I see it every day: The earbuds go in, and a wall goes up. It has become all too easy to wrap yourself up in a musical microcosm and tune out the world at large. Friends walk by and offer friendly greetings that fall on voluntarily deaf ears.
This can't be healthy. For one thing, there are safety concerns. This city has enough speeding motorists, aggressive bicyclists and neurotic dog-walkers that impairing one of the five senses is a virtual death wish. Not to mention the havoc that earbuds at max volume can wreak on eardrums.
The real issue, though, is our latent desire for isolation. All people want to be left alone at certain times, but there are some among us who would like to go one step further and build our own islands. An MP3 player can afford just such a luxury by giving users the opportunity to create a personal listening experience, shared with no one and tailored to one's every whim and inclination.
Keep those headphones on during meals - don't laugh; I've seen it - and during all public appearances except classes, and you can cloister yourself like a monk in a cave.
The book "Into the Wild" retells the journey of Chris McCandless, who graduated from college in the early '90s and then immediately hit the road, essentially abandoning society for months before dying alone in the Alaskan wilderness.
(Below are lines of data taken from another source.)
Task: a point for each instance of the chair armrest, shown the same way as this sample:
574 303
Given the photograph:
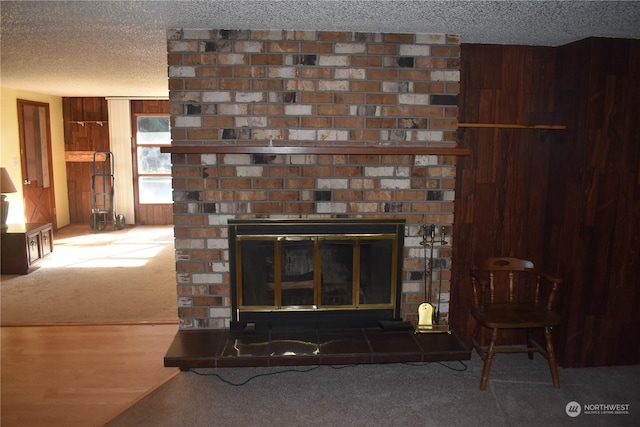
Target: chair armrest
546 276
478 294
If McCandless were alive, I do not doubt that he would love his iPod.
He was a young man who had witnessed humanity at its bleakest and most selfish, and he decided to give up on people altogether. I can't count the number of times I've felt that same call of the wild, the call of indignant resignation. But I thank God that I have yet to answer it.
I usually have my headphones on when I go running, and there have been days when I've turned the music up as loud as it will go just to erase my surroundings. But I find that some of the runs I truly enjoy are the ones when my ears are unencumbered. I hear my friends saying hello as they walk by, the birds cheering me on from the trees and the cars sputtering down the city streets.
There's a wide, noisy world out there. Let's start listening again.